Recommended analysis pipeline

Based on our results, we recommend the following approach for estimating the dimensionality of neural recordings (Fig 10). First, obtain an upper-bound estimate D of the intrinsic dimensionality of the data. We found that Parallel Analysis works well for this purpose, being both computationally efficient and the most accurate linear method in our tests. Next, the signals should be denoised. Our denoising approach worked by projecting the neural signals into a subspace of dimensionality D equal to the upper-bound dimensionality estimate, and then reconstructing them based on these projections. A PCA based reconstruction is easy to implement and interpret and may be preferable if computational efficiency is important. A nonlinear denoising algorithm, such as the Joint Autoencoder we proposed, should also be used to assess the degree of nonlinearity of the manifold. The usefulness of the denoising step was quantified through the VAF between the reconstructed signals, assumed to be denoised, and the noise-free synthetic signals before noise was added to them. Our results showed that for nonlinear datasets this VAF was higher for the Joint Autoencoder than it was for PCA. However, this VAF cannot be computed for experimental data, for which we do not have access to the noise-free signals. In this scenario, the reconstruction VAF between noisy inputs and the denoised reconstructed outputs may be useful for detecting nonlinear manifolds: a higher reconstruction VAF for Joint Autoencoder denoising than for PCA denoising would signal a nonlinear manifold. A reconstruction VAF that prefers the Joint Autoencoder indicates that this denoising method yields better denoised signals. Once the signals are denoised, and the linearity or nonlinearity of the manifold is established, either a linear or nonlinear dimensionality estimation method should be used depending on the comparative performance of the corresponding denoising algorithms. The most accurate linear method we tested was Parallel Analysis. Of the nonlinear methods, Levina-Bickel Maximum Likelihood Estimation and Two Nearest Neighbors were the most accurate; Levina-Bickel Maximum Likelihood Estimation required fewer data samples.

Fig 10. Recommended analysis pipeline for estimating the dimensionality of multi-electrode array recordings.

Fig 10

First, obtain an upper-bound dimensionality estimate D using a linear algorithm. Parallel Analysis works well for this purpose. Next, denoise the data using both linear (PCA based) and nonlinear (JAE based) denoising approaches and compare their reconstruction VAFs. Higher VAF for the PCA based denoising. Similar VAFs for the linear and nonlinear denoising approaches would signal a linear manifold. In contrast, higher VAF for the JAE based denoising would signal a nonlinear manifold. Finally, once the signals have been denoised using the appropriate denoising method based on the determined linearity of the manifold, estimate the dimensionality of the denoised signals.

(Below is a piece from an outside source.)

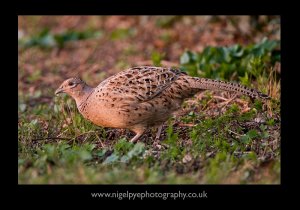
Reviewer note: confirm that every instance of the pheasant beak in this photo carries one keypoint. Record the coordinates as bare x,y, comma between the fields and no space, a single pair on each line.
59,90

Parallel Analysis is appropriate for linear manifolds. Levina-Bickel Maximum Likelihood Estimation and Two Nearest Neighbor are the most accurate nonlinear algorithms that we tested.

Conclusions

Estimating the dimensionality of neural data is challenging. In this study, we tested several available algorithms and determined the conditions under which estimating dimensionality may be particularly difficult or even impractical. Noise is a confounding factor and must be removed prior to dimensionality estimation. Most existing studies have estimated intrinsic dimensionality using linear methods that are computationally efficient and easy to interpret. We showed that linear methods provide an upper-bound to the intrinsic dimensionality, and in cases of high noise, may even provide better estimates than nonlinear methods, although neither linear nor nonlinear methods will yield accurate estimates in this scenario. Nonlinear algorithms were more accurate for nonlinear datasets when noise was adequately removed. Finally, algorithms failed when the intrinsic dimensionality was high. It may be impractical or impossible to estimate the dimensionality of neural data when it is above ~20. However, estimation of the dimensionality of neural activity in the primary motor cortex may be possible, as many studies have reported its linear dimensionality to be within the practical limits for accurate estimation by the methods we tested.

Supporting information

S1 Table. Application of the recommended analysis pipeline to three sets of real neural recordings.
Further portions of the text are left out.